Prosecutors argue that lawyers William Gallion and Shirley Cunningham “spit in the face of the law” and deserve sentences that will keep them in jail the rest of their lives, the Louisville Courier-Journal reports. Assistant U.S. Attorney Laura Voorhees said Gallion, 58, should be sentenced to 35 years in prison and Cunningham, 54, should be sentenced to 30 years in prison.

Gallion and Cunningham were convicted in April on wire fraud charges. It was their second trial. When they were tried for the first time last year, a jury reportedly deadlocked 10-2 in favor of acquittal.
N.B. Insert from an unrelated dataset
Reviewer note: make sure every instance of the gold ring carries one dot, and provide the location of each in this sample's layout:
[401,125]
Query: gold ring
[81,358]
The same jury acquitted a third defendant, Melbourne Mills Jr., who had argued he was an alcoholic who was unable to form the intent to defraud his clients.

Voorhees wrote in a pre-sentencing memorandum that Gallion and Cunningham “abused Kentucky’s judicial system to commit what was tantamount to the robbery of 440 vulnerable victims, who innocently placed their trust” in them.

Defense lawyers say the men have already served 18 months in prison, enough to have paid for their crimes, the Lexington Herald-Leader reports. Letters written to the judge in support of the men say they both grew up in poor circumstances and worked hard to get through law school. Both also care for their elderly mothers.